Storage of floating point values and their representations take on may forms - load by address or constant? optimized out by fast math? what is the register width? is it stored in an SSE register? Many variations exist.
If you need precise behavior and portability, do not rely on this implementation defined behavior.
IEEE-754, which is a standard common implementations of floating point numbers abide to, requires floating-point operations to produce a result that is the nearest representable value to an infinitely-precise result. Thus the only imprecision that you will face is rounding after each operation you perform, as well as propagation of rounding errors from the operations performed earlier in the chain. Floats are not per se inexact. And by the way, epsilon can and should be computed, you can consult any numerics book on that.
Floating point numbers can represent integers precisely up to the length of their mantissa. So for example if you cast from an int to a double, it will always be exact, but for casting into into a float, it will no longer be exact for very large integers.
There is one major example of extensive usage of floating point numbers as a substitute for integers, it's the LUA scripting language, which has no integer built-in type, and floating-point numbers are used extensively for logic and flow control etc.
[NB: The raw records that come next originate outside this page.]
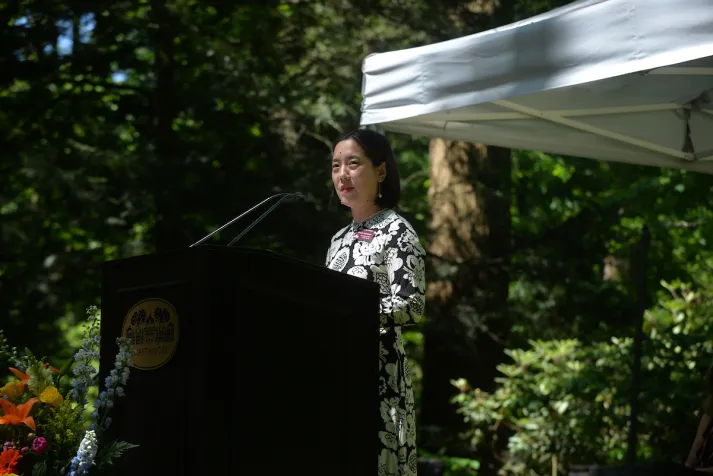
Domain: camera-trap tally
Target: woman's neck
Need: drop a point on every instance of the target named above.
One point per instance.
(364, 213)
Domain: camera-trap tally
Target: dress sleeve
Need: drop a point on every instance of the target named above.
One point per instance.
(403, 304)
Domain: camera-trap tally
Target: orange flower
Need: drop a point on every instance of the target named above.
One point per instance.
(52, 397)
(17, 415)
(12, 390)
(8, 460)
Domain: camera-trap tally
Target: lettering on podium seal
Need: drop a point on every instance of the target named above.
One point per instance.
(152, 325)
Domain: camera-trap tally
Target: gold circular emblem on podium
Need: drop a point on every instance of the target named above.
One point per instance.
(152, 325)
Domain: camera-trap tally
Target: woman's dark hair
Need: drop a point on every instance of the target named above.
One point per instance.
(378, 150)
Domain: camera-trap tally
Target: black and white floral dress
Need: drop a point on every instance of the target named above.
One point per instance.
(386, 249)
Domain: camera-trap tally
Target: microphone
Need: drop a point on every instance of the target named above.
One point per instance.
(289, 196)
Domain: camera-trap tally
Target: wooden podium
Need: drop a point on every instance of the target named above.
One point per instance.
(247, 362)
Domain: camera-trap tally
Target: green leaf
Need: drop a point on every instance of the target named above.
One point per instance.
(111, 452)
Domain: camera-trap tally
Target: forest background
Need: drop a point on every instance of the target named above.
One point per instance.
(131, 127)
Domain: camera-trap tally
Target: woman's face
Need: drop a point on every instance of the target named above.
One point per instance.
(355, 178)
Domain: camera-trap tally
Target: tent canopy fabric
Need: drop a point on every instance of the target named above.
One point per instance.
(619, 80)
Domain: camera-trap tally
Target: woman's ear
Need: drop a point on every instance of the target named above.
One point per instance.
(381, 171)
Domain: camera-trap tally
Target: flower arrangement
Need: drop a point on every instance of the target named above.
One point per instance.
(44, 427)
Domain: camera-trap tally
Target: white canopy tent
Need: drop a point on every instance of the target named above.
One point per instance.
(618, 80)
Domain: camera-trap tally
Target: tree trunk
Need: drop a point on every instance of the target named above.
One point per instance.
(467, 319)
(167, 163)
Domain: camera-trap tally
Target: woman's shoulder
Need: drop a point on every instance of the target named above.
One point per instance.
(340, 234)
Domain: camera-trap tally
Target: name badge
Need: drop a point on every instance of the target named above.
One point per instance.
(365, 235)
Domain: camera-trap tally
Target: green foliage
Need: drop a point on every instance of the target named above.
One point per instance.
(110, 452)
(568, 401)
(64, 428)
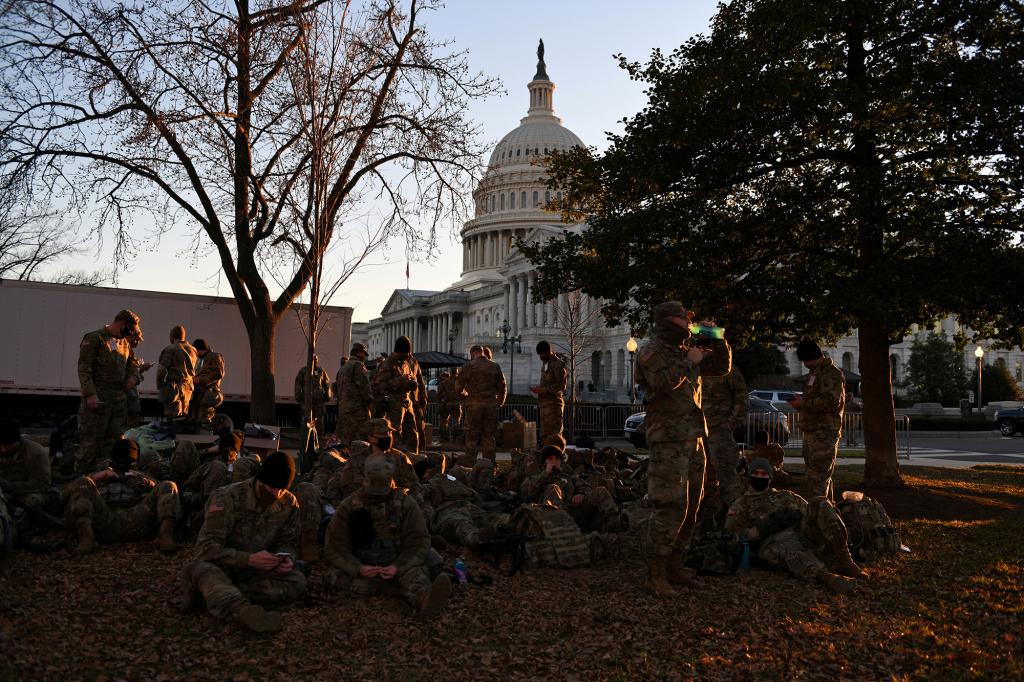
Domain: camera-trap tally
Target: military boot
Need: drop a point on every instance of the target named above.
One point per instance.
(86, 540)
(681, 576)
(308, 550)
(838, 584)
(255, 619)
(165, 537)
(657, 578)
(429, 604)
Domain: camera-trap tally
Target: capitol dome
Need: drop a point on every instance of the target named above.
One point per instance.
(511, 198)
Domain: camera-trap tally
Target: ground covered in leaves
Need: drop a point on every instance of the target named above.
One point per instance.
(951, 609)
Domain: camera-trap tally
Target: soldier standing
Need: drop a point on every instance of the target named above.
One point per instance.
(107, 369)
(483, 383)
(321, 393)
(670, 371)
(378, 538)
(724, 400)
(119, 505)
(354, 396)
(451, 407)
(174, 375)
(209, 374)
(549, 392)
(820, 416)
(246, 550)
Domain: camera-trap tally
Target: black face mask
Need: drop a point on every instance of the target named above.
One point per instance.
(760, 484)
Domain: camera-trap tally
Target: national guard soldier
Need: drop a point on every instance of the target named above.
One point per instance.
(321, 393)
(669, 370)
(483, 383)
(820, 409)
(174, 375)
(107, 369)
(246, 550)
(378, 538)
(791, 534)
(119, 505)
(209, 374)
(354, 396)
(550, 399)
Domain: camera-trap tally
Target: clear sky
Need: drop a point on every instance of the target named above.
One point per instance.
(592, 96)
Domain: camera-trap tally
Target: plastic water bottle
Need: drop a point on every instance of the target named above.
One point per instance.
(744, 560)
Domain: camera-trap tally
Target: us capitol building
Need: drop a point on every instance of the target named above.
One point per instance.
(497, 280)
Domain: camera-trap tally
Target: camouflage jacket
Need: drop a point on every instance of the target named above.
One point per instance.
(209, 371)
(672, 385)
(724, 399)
(26, 470)
(239, 524)
(104, 364)
(353, 387)
(176, 365)
(482, 381)
(553, 378)
(397, 523)
(824, 398)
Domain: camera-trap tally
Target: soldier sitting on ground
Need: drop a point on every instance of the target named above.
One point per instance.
(120, 505)
(790, 533)
(378, 539)
(246, 550)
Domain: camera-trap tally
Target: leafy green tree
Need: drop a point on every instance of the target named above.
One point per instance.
(814, 168)
(935, 372)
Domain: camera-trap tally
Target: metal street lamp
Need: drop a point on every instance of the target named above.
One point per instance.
(510, 345)
(979, 352)
(631, 346)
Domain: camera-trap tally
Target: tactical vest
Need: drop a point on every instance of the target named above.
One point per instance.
(869, 528)
(551, 537)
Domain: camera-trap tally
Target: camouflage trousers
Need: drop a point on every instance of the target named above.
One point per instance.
(121, 525)
(551, 412)
(675, 484)
(351, 423)
(204, 403)
(99, 427)
(227, 590)
(820, 449)
(480, 425)
(175, 396)
(451, 414)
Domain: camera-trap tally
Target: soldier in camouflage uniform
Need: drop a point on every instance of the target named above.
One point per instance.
(119, 505)
(792, 534)
(246, 550)
(449, 396)
(321, 393)
(378, 538)
(209, 374)
(724, 401)
(107, 369)
(820, 416)
(549, 392)
(354, 396)
(483, 383)
(174, 375)
(670, 371)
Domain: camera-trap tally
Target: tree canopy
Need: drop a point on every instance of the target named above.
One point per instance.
(813, 169)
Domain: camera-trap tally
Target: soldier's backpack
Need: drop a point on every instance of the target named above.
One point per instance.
(869, 528)
(550, 537)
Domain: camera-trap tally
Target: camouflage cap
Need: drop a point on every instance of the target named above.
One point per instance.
(378, 474)
(380, 425)
(670, 309)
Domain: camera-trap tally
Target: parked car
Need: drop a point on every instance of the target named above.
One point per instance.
(1011, 421)
(760, 415)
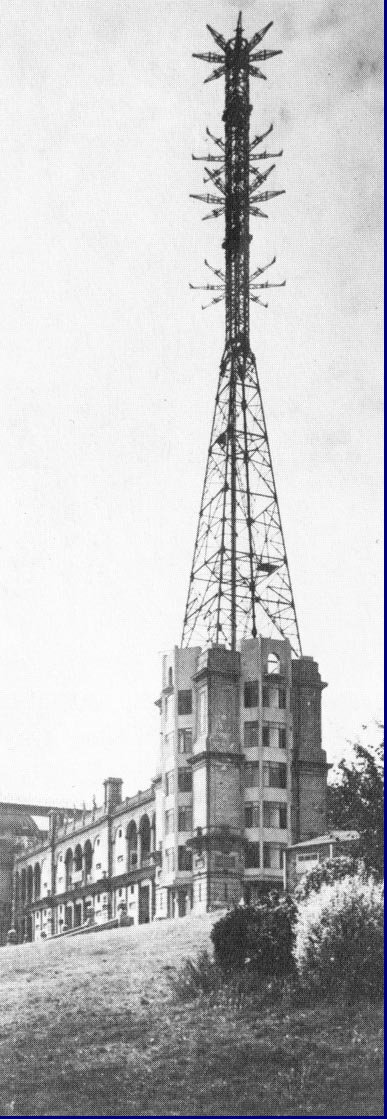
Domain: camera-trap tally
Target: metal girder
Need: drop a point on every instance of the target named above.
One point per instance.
(239, 582)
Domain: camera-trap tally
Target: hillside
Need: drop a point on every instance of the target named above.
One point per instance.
(90, 1026)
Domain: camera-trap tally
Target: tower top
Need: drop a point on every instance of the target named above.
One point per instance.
(239, 582)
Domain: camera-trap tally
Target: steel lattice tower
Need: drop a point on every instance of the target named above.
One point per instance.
(239, 582)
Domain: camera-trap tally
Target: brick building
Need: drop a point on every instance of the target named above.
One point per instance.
(242, 777)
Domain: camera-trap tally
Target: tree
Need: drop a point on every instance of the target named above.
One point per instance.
(356, 801)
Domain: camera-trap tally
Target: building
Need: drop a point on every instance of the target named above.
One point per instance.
(242, 777)
(243, 773)
(94, 866)
(307, 855)
(17, 829)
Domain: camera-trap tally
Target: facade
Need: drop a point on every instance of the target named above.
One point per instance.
(242, 777)
(305, 856)
(95, 865)
(17, 830)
The performance and storage penalty from using floating-point numbers turns out to be smaller than the penalty of resolving multiple types at run time and makes the implementation lighter. LUA has been extensively used not only on PC, but also on game consoles.
Now, many compilers have an optional switch that disables IEEE-754 compatibility. Then compromises are made. Denormalized numbers (very very small numbers where the exponent has reached smallest possible value) are often treated as zero, and approximations in implementation of power, logarithm, sqrt, and 1/(x^2) can be made, but addition/subtraction, comparison and multiplication should retain their properties for numbers which can be exactly represented.
The easy answer: For constants == is ok.
There are two exceptions which you should be aware of:
First exception:
0.0 == -0.0
There is a negative zero which compares equal for the IEEE 754 standard. This means
1/INFINITY == 1/-INFINITY which breaks f(x) == f(y) => x == y
Second exception:
NaN != NaN
This is a special caveat of NotaNumber which allows to find out if a number is a NaN
on systems which do not have a test function available (Yes, that happens).